GameDev Protips: How To Actually Finish Your Indie Game Projects

Finishing anything is hard. Finishing the development of video games? Twice as hard. After all, us game developers just have so many ideas and potential gameplay mechanics that could be implemented. If you’ve had a few games under your belt, you’ve probably had several projects that did not work out for whatever reason. Okay, not so bad, that’s normal. However, you should take note of your ratio of finishing projects versus not finishing. Don’t be that developer with fifty unfinished prototypes sitting on your hard drive with no released games to show for it. If your ratio for not finishing tasks is skewed, you’ll need to re-evaluate either your work ethic, your motivation levels during your projects, or the scope of the ideas that you choose to work on.

What about that last game that was just posted onto GameJolt? Was it good or complete garbage? You’ve probably seen too many trash games to count, but you have to give those guys credit — at least they saw a project from beginning to end. This type of tenacity is what you need as a game designer, the ability to see your projects through to completion. Being a designer that actually finishes projects means that you approach projects with the right mindset. It is far too easy to get lost in the potential of an idea and waste time and money on it. You might start making a small game, then get lost while daydreaming about awesome new mechanics that you think must be implemented. What you need to start doing is to be more practical. Choose games that are a combination of things you’ve have done before and things that you want to do. Don’t screw yourself over by trying to climb a mountain too high.

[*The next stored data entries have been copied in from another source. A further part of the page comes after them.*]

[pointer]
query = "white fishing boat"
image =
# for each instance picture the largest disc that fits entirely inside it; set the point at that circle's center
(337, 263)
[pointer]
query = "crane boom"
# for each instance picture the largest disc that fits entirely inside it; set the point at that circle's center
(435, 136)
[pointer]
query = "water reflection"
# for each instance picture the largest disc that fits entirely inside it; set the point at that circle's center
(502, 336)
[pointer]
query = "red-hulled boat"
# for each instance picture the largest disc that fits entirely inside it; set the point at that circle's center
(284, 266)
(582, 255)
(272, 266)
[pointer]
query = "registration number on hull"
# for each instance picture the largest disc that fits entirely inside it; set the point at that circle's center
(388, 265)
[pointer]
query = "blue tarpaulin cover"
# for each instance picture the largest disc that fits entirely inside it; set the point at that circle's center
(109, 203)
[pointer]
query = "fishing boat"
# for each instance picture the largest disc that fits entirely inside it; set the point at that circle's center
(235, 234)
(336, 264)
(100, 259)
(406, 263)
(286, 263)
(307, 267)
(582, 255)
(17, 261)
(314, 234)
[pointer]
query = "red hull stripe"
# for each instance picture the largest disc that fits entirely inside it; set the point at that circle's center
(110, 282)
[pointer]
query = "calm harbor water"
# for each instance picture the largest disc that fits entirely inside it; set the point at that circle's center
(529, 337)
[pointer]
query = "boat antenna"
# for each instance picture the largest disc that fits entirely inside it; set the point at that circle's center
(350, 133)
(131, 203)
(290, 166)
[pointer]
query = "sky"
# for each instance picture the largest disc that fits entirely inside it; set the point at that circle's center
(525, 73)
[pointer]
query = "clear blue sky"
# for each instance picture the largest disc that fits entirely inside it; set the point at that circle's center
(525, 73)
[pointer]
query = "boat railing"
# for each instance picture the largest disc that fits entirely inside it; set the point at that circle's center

Actionable Takeaways: Start on a project. Then, finish it. Repeat. Participate in game jams. Set hard deadlines for yourself that cannot be pushed back any further. Tell a friend if you don’t release your game on a set date that you’ll pay them some cash. Hold yourself accountable. After a few projects you should know what you can handle and in what time-frame. If not, take on more mini-projects that you can complete regularly and ask yourself how long it took you to complete the project. Is it possible that you could complete this project sooner by changing some things around? Everyone has different priorities, but the most important priority of a game developer is to put your ideas out into the world. Release your game. Nothing else is as important as the learning experience from your release.